Charité Jean, dans son élan d’être utile à sa communauté, choisit de lutter comme militante et agent social dans le milieu où elle évolue. Toujours déterminée à servir, elle décide de mettre sa pierre de contribution à la résolution des problèmes auxquels confronte le pays. Elle espère un avenir luisant pour Haïti malgré la situation délétère liée à la politique et l’insécurité. De taille imposante, Mme Charité porte un pantalon multicolore, un corsage bleu, un foulard bleu à la tête et une sandale de couleur blanche aux pieds. Ses boucles d’oreilles suspendent comme une pomme. Son large sourire témoigne de son espoir de vivre. Autour d’elle, Mme Charité a plusieurs femmes qui viennent l’aider à nettoyer les batteries de cuisine. 

Il est 4 heures de l'après-midi, le soleil commence à traverser à l'occident. Nous sommes au local de l’école communautaire de l’amitié dans la zone EPPLS. Ce même bâtiment qui sert aussi de siège pour son organisation Timoun se lespwa demen. Pour pénétrer dans ce lieu, deux piles d’immondices s’entassent aux deux extrêmes du bâtiment bloquant l’accès à l’école en voitures et à motocyclettes. Dès l’âge de 12 ans, elle s’intéresse à la vie politique. Malgré l’opposition de ses parents, Mme Charité va suivre son instinct. Une expérience particulière à côté du prêtre Jean-Marie Vincent, qui a été un mentor pour elle, donne à son rêve plus de forme. 
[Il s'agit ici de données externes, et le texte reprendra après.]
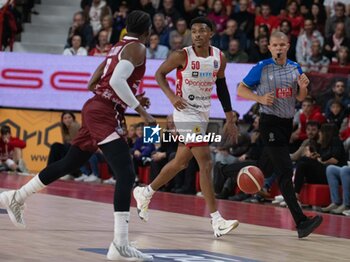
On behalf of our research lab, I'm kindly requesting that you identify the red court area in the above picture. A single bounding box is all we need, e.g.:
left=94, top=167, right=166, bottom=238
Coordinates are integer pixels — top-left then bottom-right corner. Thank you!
left=0, top=173, right=350, bottom=239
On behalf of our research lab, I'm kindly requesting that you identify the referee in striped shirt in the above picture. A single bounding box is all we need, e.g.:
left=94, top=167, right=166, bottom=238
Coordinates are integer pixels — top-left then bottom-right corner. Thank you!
left=237, top=31, right=322, bottom=238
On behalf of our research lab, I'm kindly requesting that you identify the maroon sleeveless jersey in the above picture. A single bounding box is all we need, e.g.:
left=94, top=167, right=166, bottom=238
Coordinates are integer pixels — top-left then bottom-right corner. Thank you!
left=94, top=36, right=146, bottom=113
Une militante qui a côtoyé de vieux briscards de la politique 

Elle prend le goût de la politique dans les regroupements dénommés Ti Komite Legliz (TKL) au niveau de l’église catholique romaine. Ces regroupements vont lui procurer des doses nécessaires pour continuer sur cette lancée. Ce chemin politique va lui permettre de côtoyer Jean Bertrand Aristide, à l’école de la fondation de Don Bosco du Cap-Haïtien qui plus tard va devenir le président d’Haïti. D'un cœur rempli de joie, souriante, elle nous raconte la genèse de sa vie politique. « Lorsque j'avais 12 ans, à cette époque dans mon obstination à écouter les nouvelles, mon père m’oblige d'aller sous le lit. Dans mes questionnements, je commence à trouver des explications. Ma rencontre avec le prêtre Jean Marie Vincent m’a permis de m'initier à la politique par le biais du groupe Ti Legliz en (petite église, en français). Nos points de rencontre étaient parfois soit à Hôtel Beck ou Saint Jean Bosco ou Morne Calvaire. Il nous enseignait sur ce qu'est la politique. Le mouvement va continuer. A la fondation Vincent, je vais rencontrer le président Jean Bertrand Aristide, c'était un moment exceptionnel, sous le label de Ti Komite Legliz », se souvient elle.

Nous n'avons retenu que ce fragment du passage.